Browse Publications Technical Papers 2020-01-0657
2020-04-14

Calibration and Parametric Investigations on Lean NOx Trap and Particulate Filter Models for a Light Duty Diesel Engine 2020-01-0657

To comply with the stringent future emission mandates of light-duty diesel engines, it is essential to deploy a suitable combination of emission control devices like diesel oxidation catalyst (DOC), diesel particulate filter (DPF) and DeNOx converter (LNT or SCR). Arriving at optimum size and layout of these emission control devices for a particular engine through experiments is both time and cost-intensive. Thus, it becomes important to develop suitable well-tuned simulation models that can be helpful to optimize individual emission control devices as well as arrive at an optimal layout for achieving higher conversion efficiency at a minimal cost.
Towards this objective, the present work intends to develop a one-dimensional Exhaust After Treatment Devices (EATD) model using a commercial code.
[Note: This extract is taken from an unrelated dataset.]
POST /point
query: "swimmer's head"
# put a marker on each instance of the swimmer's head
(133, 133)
The model parameters are fine-tuned based on experimental data. The EATD model is then validated with experiment data that are not used for tuning the model. Subsequently, the model was used for studying the effects of geometrical parameters of the after-treatment devices like diameter and length on the conversion efficiency and the pressure drop. The experimental investigations are done in a single-cylinder light-duty diesel engine currently used in Indian market fitted with a Lean NOx Trap (LNT), Diesel Oxidation Catalyst (DOC) and Diesel Particulate Filter (DPF). From the Indian Driving Cycle (IDC) cycle, 8 representative operating conditions were chosen and experiments were conducted at steady state at these conditions. The chemical kinetic parameters, friction loss and heat transfer coefficient of the one-dimensional model were tuned using five of the 8 experimental data sets. The remaining three data sets were used to validate the predictions with no further tuning. The model could predict the conversion efficiency, pressure drop and outlet temperature with better accuracy. The calibrated model was then used to predict the effect of geometrical parameters. The effects of varying length and diameter of the EATD were studied with this calibrated model. The results obtained show that increasing the diameter is more effective than increasing the length for enhanced conversion efficiency and reduced pressure drop across LNT. For LNT, increasing the diameter by 5% and reducing the length by 10% compared to the existing design, results in a 1% reduction in volume, an 11% increase in pressure drop with 1.6% higher conversion efficiency. For cDPF, increasing the diameter by 10% and reducing the length by 10% results in a 9% increase in volume, a 17% reduction in pressure drop with 1.5% higher conversion efficiency. Thus, the current model and methodology can be used for optimizing the size of EATD.